Habla muy en serio, como el gato, como un conocido fabricante de champú.

No contesto esa suerte de idioteces.

—Menta peperina. Siembro mentas. Estoy limpio de cruz a rabo. Flotando como el gusano del mezcal.

Antonio se acomoda una media sonrisa. Lo miro. Me mira. Media estocada (silencio). Estocada corta, desprendida y tendida y descabello (pitos).
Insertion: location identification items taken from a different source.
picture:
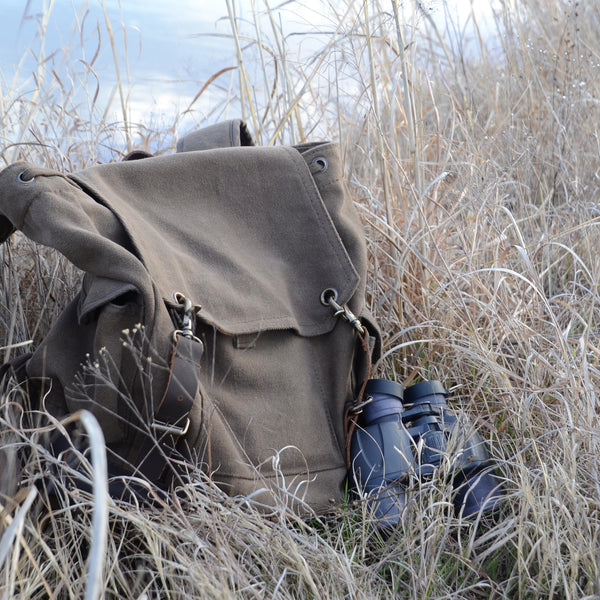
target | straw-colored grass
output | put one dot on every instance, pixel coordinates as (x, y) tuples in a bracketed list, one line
[(477, 178)]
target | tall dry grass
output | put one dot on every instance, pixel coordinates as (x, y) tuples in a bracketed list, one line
[(477, 178)]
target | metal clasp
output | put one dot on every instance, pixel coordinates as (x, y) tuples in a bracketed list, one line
[(329, 298), (188, 317), (163, 427)]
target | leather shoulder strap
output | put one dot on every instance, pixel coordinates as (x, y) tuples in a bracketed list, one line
[(221, 135)]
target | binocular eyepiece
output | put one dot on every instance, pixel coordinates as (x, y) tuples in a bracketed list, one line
[(408, 433)]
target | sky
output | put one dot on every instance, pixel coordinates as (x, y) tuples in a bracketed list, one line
[(173, 46)]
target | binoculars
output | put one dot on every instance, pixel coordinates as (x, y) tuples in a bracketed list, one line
[(408, 433)]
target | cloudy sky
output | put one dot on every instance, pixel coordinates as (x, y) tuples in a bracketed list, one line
[(173, 46)]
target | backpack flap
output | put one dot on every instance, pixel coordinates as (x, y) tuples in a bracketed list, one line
[(255, 235)]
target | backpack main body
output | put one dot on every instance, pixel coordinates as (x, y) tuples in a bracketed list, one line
[(202, 331)]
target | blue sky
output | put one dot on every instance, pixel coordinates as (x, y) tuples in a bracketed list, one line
[(173, 46)]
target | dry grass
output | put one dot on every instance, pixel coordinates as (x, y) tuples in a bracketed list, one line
[(478, 182)]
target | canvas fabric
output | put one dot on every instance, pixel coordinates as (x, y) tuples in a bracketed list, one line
[(252, 236)]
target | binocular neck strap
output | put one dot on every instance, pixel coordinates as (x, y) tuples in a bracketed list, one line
[(353, 410)]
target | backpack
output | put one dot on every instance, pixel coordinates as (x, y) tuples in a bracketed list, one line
[(221, 320)]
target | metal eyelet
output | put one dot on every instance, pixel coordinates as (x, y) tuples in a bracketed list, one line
[(328, 295), (321, 162), (24, 178)]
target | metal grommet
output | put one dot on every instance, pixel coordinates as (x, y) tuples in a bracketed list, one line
[(328, 295), (24, 178), (321, 162)]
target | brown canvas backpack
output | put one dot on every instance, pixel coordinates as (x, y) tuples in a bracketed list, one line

—Blanco y en botella, macho. Que soy un partidazo.

El tigre que hay en mi muere en una curva cerrada del ojo del cazador. En la letalidad de la mirada.

Antonio y yo somos dos estatuas descabezadas que han olvidado leerse el guión.

—Nunca me he sentido tan sólo, Antoñín. Voy a ir a echar el Euromillón... la puta niebla, fregar los platos. Tengo ganas de probar un japonés. Pero un japonés-individuo, a ver a qué sabe.

—¿A qué va a saber? A pastel de Navidad.

—Estoy en las inmediaciones, colega.

—¿De qué? ¿De dónde?

—Del Viva Tejero.

—Joder, hablas un perfecto nazi. Mi nazi es más ajeno. Debería venir un bello huracán y arrasar con toda Nueva York.

—¿A qué le tienes miedo, Antonio? Hablo de la vida y todas esas cosas.

—¿Yo? –hace una pausa y desvía su mirada-. A los altavoces de mierda... A los altavoces de los coreanos del norte y del sur. A los policías mejicanos y a los políticos españoles. Antes, me daban miedo los tribunales. Ahora me acojono más con mi cerebro y con todas las frases anteriores que puedo haber dicho. Tengo miedo de los caminos del Señor, de la parte alícuota que me toca pagar porque los gobernantes son unos ladrones. Me da miedo convertirme en un jugador de ajedrez pacifista.

—A mí me da miedo estar aquí, esperando al Transiberiano, convirtiendo monedas en chapas. Me gustaría volver a ver a mi perro, aunque fuese convertido en niño de madera. Me gustaría volver a ver a mi abuelo, verle entre los halcones y sus boquitas de piñón, esperándome en una montaña sin peluquero.

—Amigo mío, somos unos privilegiados. Estamos pillando sitio para ver al Estado Islámico llegar y hacer la guerra santa. Estamos esperando al paraíso de Ronald Reagan. Disfruta del paisaje, de tantos sillones con vacantes y olvídate de aquellos terminales con sida, de aquellos gorilas en la niebla. Disfruta del único aire que es nuestro, de los esquilmados.